Tengo muy grabada en mi memoria la fuerza con que hablaba de las exigencias de la justicia según la doctrina social de la Iglesia. Mi impresión es que, especialmente tras el desmoronamiento de los regímenes marxistas en Europa, se sentía movido a urgir la práctica de las virtudes cristianas, no sólo para fomentar la personalidad de cada hombre y cada mujer en su intrínseca dignidad, sino para responsabilizar a los fieles en la construcción de un recto orden social, "respetando plenamente la libertad de todos en lo que es opinable, pero ayudando a que nadie, so capa de libertad (cfr. 1ª Epístola de San Pedro II, 16), busque pretextos para desentenderse de colaborar ‑en lo que esté de su parte- a la solución de muchas injusticias".
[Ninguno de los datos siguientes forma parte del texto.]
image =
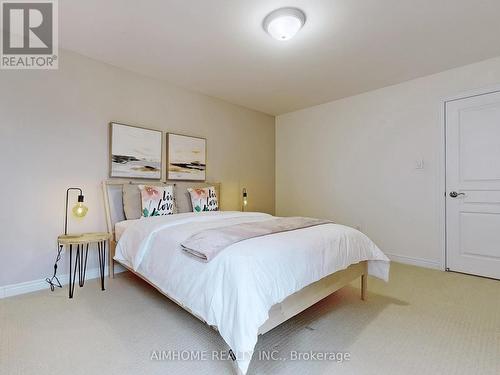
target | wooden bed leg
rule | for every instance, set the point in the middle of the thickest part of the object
(111, 262)
(364, 283)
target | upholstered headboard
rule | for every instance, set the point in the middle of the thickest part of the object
(113, 197)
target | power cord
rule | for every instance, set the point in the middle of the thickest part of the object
(54, 281)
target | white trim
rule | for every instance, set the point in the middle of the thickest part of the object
(419, 262)
(35, 285)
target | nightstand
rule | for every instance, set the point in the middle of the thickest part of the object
(82, 242)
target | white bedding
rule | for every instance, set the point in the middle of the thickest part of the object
(235, 290)
(121, 226)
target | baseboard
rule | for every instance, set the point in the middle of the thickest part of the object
(35, 285)
(415, 261)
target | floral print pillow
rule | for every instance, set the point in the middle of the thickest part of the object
(157, 200)
(204, 199)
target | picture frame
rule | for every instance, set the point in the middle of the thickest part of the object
(186, 157)
(135, 152)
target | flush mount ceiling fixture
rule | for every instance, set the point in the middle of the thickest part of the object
(284, 23)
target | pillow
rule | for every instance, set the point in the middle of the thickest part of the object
(183, 198)
(204, 199)
(157, 200)
(132, 206)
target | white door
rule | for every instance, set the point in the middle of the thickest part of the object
(473, 185)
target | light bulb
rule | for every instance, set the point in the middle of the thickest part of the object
(284, 23)
(80, 210)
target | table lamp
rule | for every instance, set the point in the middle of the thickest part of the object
(245, 199)
(79, 209)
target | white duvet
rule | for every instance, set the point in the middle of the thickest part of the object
(236, 289)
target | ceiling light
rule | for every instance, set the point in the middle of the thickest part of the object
(284, 23)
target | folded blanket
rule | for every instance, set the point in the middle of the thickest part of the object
(210, 242)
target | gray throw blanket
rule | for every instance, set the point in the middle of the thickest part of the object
(210, 242)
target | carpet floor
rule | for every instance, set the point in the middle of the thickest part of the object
(421, 322)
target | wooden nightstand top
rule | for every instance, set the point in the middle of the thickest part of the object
(83, 238)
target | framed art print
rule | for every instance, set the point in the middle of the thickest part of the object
(186, 157)
(135, 152)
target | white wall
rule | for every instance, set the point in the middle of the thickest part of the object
(353, 160)
(54, 134)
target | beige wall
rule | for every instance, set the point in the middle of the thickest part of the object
(353, 160)
(54, 134)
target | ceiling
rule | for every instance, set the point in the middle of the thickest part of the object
(218, 47)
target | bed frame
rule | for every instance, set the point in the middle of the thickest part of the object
(279, 313)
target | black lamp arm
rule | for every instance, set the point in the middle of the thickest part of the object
(80, 199)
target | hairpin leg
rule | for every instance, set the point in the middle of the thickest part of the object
(101, 249)
(72, 272)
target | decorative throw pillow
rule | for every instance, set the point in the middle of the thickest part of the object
(157, 200)
(204, 199)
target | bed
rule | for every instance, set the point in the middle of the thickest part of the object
(252, 286)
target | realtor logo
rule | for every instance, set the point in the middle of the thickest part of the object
(29, 34)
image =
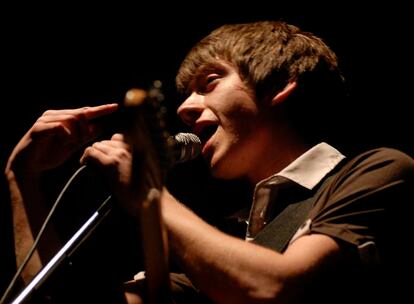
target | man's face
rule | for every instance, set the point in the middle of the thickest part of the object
(223, 112)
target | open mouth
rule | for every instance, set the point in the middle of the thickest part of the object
(207, 132)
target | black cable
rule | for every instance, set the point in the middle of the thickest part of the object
(39, 235)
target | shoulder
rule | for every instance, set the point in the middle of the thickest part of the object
(384, 163)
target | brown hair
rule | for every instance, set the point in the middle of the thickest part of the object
(267, 54)
(270, 54)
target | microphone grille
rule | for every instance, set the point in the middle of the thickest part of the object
(188, 146)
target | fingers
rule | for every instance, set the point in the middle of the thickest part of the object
(112, 152)
(74, 125)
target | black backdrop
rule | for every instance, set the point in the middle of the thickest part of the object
(70, 56)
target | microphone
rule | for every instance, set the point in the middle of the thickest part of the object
(184, 147)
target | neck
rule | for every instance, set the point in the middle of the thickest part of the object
(284, 147)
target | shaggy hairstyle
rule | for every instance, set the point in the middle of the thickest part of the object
(268, 55)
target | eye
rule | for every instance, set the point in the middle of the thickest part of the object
(207, 83)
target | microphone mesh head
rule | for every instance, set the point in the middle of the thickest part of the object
(188, 146)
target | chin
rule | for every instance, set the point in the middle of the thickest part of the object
(222, 172)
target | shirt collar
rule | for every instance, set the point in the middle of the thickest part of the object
(310, 168)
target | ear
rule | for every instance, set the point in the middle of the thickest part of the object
(283, 94)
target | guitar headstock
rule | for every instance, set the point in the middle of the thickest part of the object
(146, 131)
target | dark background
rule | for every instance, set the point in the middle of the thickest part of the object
(75, 55)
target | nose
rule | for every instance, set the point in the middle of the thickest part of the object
(190, 110)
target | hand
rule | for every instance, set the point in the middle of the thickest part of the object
(54, 137)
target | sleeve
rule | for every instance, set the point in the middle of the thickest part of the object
(363, 203)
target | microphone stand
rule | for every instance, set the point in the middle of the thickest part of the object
(65, 252)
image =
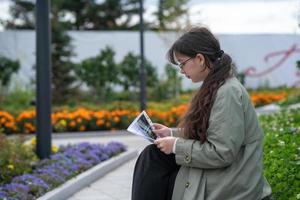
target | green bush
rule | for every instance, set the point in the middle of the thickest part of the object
(16, 158)
(282, 153)
(18, 100)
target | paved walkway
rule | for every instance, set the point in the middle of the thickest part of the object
(116, 185)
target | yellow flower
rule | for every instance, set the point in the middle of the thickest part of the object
(33, 141)
(63, 122)
(11, 167)
(54, 148)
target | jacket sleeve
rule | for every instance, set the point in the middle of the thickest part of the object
(225, 134)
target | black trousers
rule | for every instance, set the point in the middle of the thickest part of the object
(154, 175)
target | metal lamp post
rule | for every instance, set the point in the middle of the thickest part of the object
(143, 94)
(43, 77)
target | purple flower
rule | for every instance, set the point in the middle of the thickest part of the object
(49, 173)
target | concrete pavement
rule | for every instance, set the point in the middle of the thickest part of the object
(116, 185)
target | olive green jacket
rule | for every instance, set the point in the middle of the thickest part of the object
(228, 166)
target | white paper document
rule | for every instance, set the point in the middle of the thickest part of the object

Se comprende que don Javier Echevarría escribiera el 24 de marzo de 1994 en ABC de Madrid, al hacer un rápido balance de la solicitud apostólica de don Álvaro, que, en todas partes, había alentado la promoción o el desarrollo de "iniciativas sociales de gran alcance, movidas siempre por lo que constituye la responsabilidad primera y la atención primordial de los Pastores: bienes espirituales de salvación". El actual Prelado del Opus Dei señalaba cómo "algunas de estas iniciativas destacan por su incidencia en la solución de los problemas sociales del ambiente en que se encuentran: nuevas universidades en países que se esfuerzan en la formación de cuadros dirigentes capaces de contribuir a promover un desarrollo homogéneo y respetuoso de la dignidad del hombre; instituciones educativas y asistenciales en favor de áreas y poblaciones particularmente deprimidas, sobre todo en América latina y en África".